CSE 536 Text Processing

Prof M. Akif Eyler

Textbook: Witten, Moffat, Bell, Managing Gigabytes 2nd Ed, Morgan Kaufmann, 1999
Group page: http://groups-beta.google.com/group/cse536

Computer applications of this course will be in Java language. Knowledge of Java is not required, but previous experience with any programming language and a strong desire to improve your object-oriented programming skills will be necessary. Regular weekly assignments and attendance are required. The use of various existing tools in Java class library as well as the development of new tools will be aimed.

Weekly Outline

Feb 22 1. Overview of the course
Mar 1 2. Java classes related to text processing
Mar 8 3. Text Compression: Huffman coding
Mar 15 4. Text Compression: Adaptive methods
Mar 22 5. Dictionary models, ZIP and JAR files
Mar 29 6. Indexing: inverted files
Apr 5 7. Comparison of indexing methods
Apr 12 8. (midterm)
Apr 19 9. Querying: accessing the lexicon
Apr 26 10. Ranking and information retrieval
May 3 11. Cosine measure
May 10 12. Index construction
May 17 13. Web pages, HTML files
May 24 14. (Term Project Presentation)

Grading
Midterm 25%
Assignments 20%
Term Project 20%
Final 35%

Term Project (individual work)
Design and implement a simple but powerful search system.
Your design should include indexing and querying components.
Ranking is necessary. Compression is optional.
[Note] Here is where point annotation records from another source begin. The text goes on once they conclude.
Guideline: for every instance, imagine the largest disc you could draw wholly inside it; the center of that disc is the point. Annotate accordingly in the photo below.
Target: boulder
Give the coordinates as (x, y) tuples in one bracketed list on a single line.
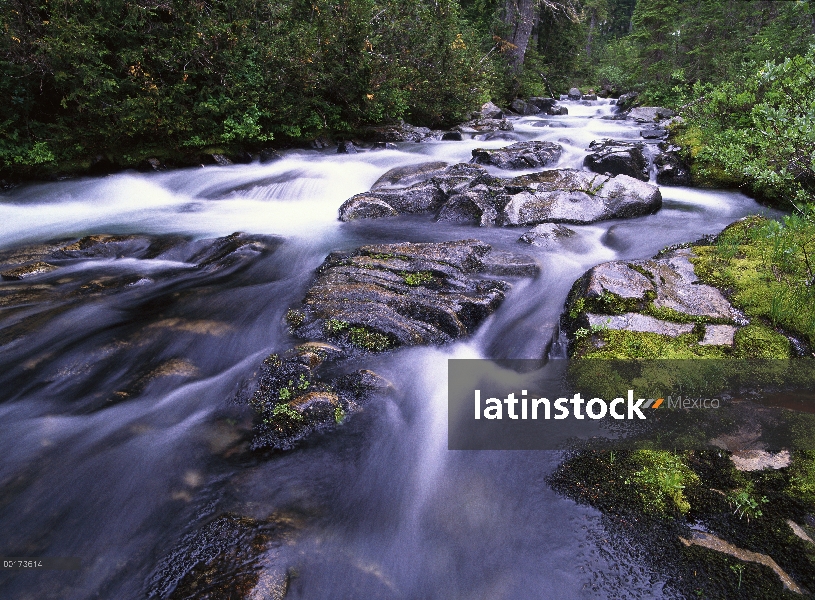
[(483, 125), (467, 193), (543, 103), (650, 114), (627, 101), (491, 111), (401, 132), (617, 158), (572, 196), (408, 175), (654, 133), (346, 148), (546, 235), (384, 296), (268, 155), (671, 169), (660, 295), (524, 108), (523, 155)]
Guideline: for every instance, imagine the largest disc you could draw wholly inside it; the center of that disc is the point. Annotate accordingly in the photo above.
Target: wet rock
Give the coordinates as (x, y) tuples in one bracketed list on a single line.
[(617, 158), (384, 296), (468, 193), (346, 148), (655, 133), (523, 155), (268, 155), (401, 132), (229, 557), (483, 125), (661, 295), (30, 270), (571, 196), (546, 235), (627, 101), (524, 108), (405, 176), (491, 111), (221, 160), (671, 170), (150, 164), (638, 322), (650, 114)]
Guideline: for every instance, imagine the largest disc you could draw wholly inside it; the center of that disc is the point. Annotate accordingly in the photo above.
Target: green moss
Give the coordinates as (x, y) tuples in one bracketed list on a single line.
[(294, 318), (767, 270), (335, 325), (758, 341), (417, 278), (661, 480), (802, 477), (367, 339), (621, 344), (285, 411)]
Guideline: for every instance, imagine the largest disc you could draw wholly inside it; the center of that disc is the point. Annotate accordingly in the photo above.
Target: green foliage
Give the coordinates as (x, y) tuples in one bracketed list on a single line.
[(768, 264), (283, 410), (760, 130), (370, 340), (745, 504), (661, 480), (417, 278), (132, 79)]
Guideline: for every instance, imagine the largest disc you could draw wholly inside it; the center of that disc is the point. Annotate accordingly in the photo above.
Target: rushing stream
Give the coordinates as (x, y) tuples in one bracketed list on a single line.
[(119, 440)]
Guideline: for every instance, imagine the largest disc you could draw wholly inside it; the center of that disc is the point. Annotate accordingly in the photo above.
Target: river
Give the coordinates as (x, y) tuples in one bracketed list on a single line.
[(108, 458)]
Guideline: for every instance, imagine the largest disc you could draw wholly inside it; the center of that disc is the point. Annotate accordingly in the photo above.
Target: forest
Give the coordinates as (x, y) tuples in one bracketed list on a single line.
[(121, 80)]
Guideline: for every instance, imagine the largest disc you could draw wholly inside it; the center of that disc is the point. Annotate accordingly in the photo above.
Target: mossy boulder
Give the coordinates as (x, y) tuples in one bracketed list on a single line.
[(384, 296)]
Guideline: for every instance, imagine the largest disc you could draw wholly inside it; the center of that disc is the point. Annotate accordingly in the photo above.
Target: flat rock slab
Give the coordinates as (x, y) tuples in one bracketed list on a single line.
[(719, 335), (546, 235), (384, 296), (638, 322), (523, 155), (580, 197), (467, 193), (617, 158)]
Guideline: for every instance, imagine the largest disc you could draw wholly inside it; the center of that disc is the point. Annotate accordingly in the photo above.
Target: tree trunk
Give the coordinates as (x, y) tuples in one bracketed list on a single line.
[(520, 19), (592, 25)]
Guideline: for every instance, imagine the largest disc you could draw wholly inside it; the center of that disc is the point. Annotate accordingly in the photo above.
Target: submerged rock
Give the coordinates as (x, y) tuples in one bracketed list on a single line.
[(467, 193), (617, 158), (29, 270), (373, 299), (650, 114), (523, 155), (524, 108), (659, 296), (671, 170), (484, 125), (385, 296), (545, 235), (571, 196)]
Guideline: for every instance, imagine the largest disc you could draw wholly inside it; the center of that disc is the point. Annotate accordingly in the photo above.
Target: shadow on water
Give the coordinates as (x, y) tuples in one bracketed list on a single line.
[(120, 441)]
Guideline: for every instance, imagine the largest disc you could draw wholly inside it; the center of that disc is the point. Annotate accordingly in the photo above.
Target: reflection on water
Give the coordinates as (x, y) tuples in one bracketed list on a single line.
[(119, 438)]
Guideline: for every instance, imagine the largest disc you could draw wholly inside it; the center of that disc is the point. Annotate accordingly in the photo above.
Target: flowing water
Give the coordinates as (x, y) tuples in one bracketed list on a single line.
[(119, 440)]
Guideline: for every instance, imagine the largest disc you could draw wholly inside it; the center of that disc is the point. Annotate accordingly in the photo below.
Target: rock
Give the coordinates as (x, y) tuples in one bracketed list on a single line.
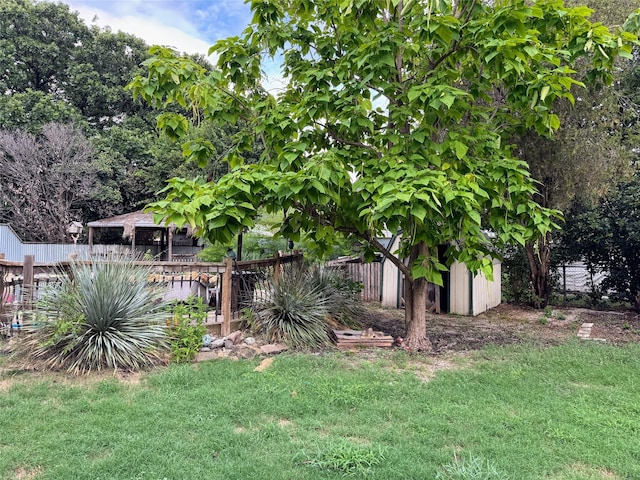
[(245, 352), (273, 348), (266, 363), (211, 355), (235, 337)]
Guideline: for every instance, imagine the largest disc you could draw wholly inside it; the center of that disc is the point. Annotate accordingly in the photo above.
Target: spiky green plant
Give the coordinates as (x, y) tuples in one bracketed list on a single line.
[(294, 310), (103, 315), (341, 293)]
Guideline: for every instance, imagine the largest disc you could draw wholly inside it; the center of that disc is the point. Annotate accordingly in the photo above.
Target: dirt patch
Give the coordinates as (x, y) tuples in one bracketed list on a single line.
[(509, 324)]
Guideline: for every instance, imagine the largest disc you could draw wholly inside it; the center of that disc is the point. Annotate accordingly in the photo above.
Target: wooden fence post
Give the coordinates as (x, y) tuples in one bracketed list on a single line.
[(27, 281), (277, 266), (1, 287), (227, 283)]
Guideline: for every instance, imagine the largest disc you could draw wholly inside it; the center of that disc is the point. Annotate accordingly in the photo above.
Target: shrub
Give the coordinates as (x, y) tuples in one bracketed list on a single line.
[(294, 310), (186, 329), (341, 293), (102, 315)]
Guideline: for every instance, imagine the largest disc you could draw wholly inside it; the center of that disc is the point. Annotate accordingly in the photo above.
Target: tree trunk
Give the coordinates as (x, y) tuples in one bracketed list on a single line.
[(415, 304), (539, 257), (415, 314)]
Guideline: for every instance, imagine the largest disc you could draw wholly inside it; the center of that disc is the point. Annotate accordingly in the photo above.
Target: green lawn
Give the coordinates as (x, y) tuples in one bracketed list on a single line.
[(570, 412)]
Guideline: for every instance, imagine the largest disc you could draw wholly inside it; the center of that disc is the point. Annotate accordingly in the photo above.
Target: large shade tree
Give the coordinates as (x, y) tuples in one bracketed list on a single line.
[(392, 118)]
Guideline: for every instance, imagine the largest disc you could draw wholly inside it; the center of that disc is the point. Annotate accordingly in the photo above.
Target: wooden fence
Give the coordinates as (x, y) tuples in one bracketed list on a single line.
[(368, 274), (227, 287)]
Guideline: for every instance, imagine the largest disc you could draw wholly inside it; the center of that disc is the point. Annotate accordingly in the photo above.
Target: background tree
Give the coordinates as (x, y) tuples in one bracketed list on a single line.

Your corpus may be plain text, HTML, source code, etc.
A large number of documents should be supplied.
Paragraphs may be documents in case of a single file.
They may be files or methods, in case of source code.

Present your design and sample run.
Do not include source code.

Presentation: Tue, May 24 (five minutes)
Be ready for a demo

Last update: May 2005